Abstracts

UNILATERAL BRAIN OEDEMA RELATED TO FOCAL STATUS EPILEPTICUS

Abstract number : 1.239
Submission category : 5. Neuro Imaging
Year : 2014
Submission ID : 1867944
Source : www.aesnet.org
Presentation date : 12/6/2014 12:00:00 AM
Published date : Sep 29, 2014, 05:33 AM

Authors :
Noura Ali, Sudhir Kumar Palat Chirakkara, Jagan Mohan Reddy and shobhit sinha

Rationale: The peri-ictal neuroimaging changes related to status epilepticus can be both local (related to seizure discharge zone) and remote (in distant structure that may trans-synaptically connect to the discharge zone). However, unilateral panhemispheric cerebral edema with midline shift is an extremely rare presentation of focal status epilepticus and should be considered as a differential diagnosis in the appropriate clinical scenario. Methods: We present clinical and radiographic findings in a 38 years old female patient with baseline vegetative state following traumatic brain injury, who presented with prolonged right hemispheric status epilepticus. Results: The patient was in a vegetative state following prior traumatic brain injury.

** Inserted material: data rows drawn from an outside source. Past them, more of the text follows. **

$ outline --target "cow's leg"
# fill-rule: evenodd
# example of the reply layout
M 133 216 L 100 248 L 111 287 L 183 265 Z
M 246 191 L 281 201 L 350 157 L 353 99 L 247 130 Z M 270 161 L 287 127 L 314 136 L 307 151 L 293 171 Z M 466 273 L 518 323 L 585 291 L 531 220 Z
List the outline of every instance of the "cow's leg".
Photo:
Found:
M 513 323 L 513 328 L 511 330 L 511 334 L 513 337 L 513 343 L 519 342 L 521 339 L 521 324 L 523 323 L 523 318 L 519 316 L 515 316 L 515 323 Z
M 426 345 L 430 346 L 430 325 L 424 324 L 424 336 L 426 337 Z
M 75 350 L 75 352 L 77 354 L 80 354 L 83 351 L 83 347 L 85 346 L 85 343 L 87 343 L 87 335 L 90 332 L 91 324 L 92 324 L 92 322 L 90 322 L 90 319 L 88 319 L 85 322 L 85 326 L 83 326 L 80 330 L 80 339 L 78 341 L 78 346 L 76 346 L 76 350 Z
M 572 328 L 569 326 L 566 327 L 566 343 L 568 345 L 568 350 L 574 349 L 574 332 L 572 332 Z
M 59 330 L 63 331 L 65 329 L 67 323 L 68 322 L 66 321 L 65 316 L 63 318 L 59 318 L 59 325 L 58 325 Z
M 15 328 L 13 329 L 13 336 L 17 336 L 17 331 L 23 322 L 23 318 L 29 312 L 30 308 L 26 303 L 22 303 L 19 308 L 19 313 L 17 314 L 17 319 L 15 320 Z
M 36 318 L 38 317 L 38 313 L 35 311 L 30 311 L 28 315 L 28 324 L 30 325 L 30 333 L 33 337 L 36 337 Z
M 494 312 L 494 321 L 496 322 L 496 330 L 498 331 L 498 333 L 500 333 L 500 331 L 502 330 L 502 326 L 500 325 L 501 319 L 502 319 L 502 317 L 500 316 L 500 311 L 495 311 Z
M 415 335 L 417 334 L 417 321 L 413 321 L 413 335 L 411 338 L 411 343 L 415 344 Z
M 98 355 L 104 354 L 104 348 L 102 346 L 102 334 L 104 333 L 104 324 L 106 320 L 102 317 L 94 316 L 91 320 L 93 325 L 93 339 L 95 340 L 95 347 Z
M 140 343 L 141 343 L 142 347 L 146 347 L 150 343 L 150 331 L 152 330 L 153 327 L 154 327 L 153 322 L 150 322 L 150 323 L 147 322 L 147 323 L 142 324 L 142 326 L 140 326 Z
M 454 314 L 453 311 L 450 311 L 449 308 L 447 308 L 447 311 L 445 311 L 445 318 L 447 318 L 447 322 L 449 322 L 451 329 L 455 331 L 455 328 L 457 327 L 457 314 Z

She also suffered from post-traumatic epilepsy that was controlled for years, and was seizure free off antiepileptic drugs (AED) for 1 year prior to her presentation. The patient presented with left sided focal motor seizures that gradually progressed in duration and frequency over 1 week. Her brain CT scan and MRI showed new right pancortical edema that was not present in previous imaging. In addition to that we also found contralateral cerebellar involvement, a very rare entity of remote peri-ictal changes called "crossed cerebellar diaschisis phenomena" (figure 1A). MRA of brain revealed dilated right Cerebral arteries representing ictal hyperperfusion resulting from the hypermetabolism and the breakdown of the blood brain barrier associated with seizure activity (figure 1B). EEG on presentation showed continuous seizure discharges over the right hemisphere (figure 2A). Metabolic and infectious etiologies for her focal status epilepticus has been excluded by normal laboratory metabolic panel and normal CSF studies Treatment of Status Epilepticus and optimizing the antiepileptic regimen with Benzodiazipines and Levertiracetam led to clinical and electrographic recovery (figure 2B) and patient was back to her baseline. Conclusions: Status epilepticus induced structural and radiological changes that may be related to excitotoxic, vasogenic and hypermetabolic response to continuous seizure activity are reversible if promptly recognized and treated. Our case with its rarity of neuroradiological findings serves as a reminder to consider focal status epilepticus as one of the differential diagnosis of unihemispheric brain edema.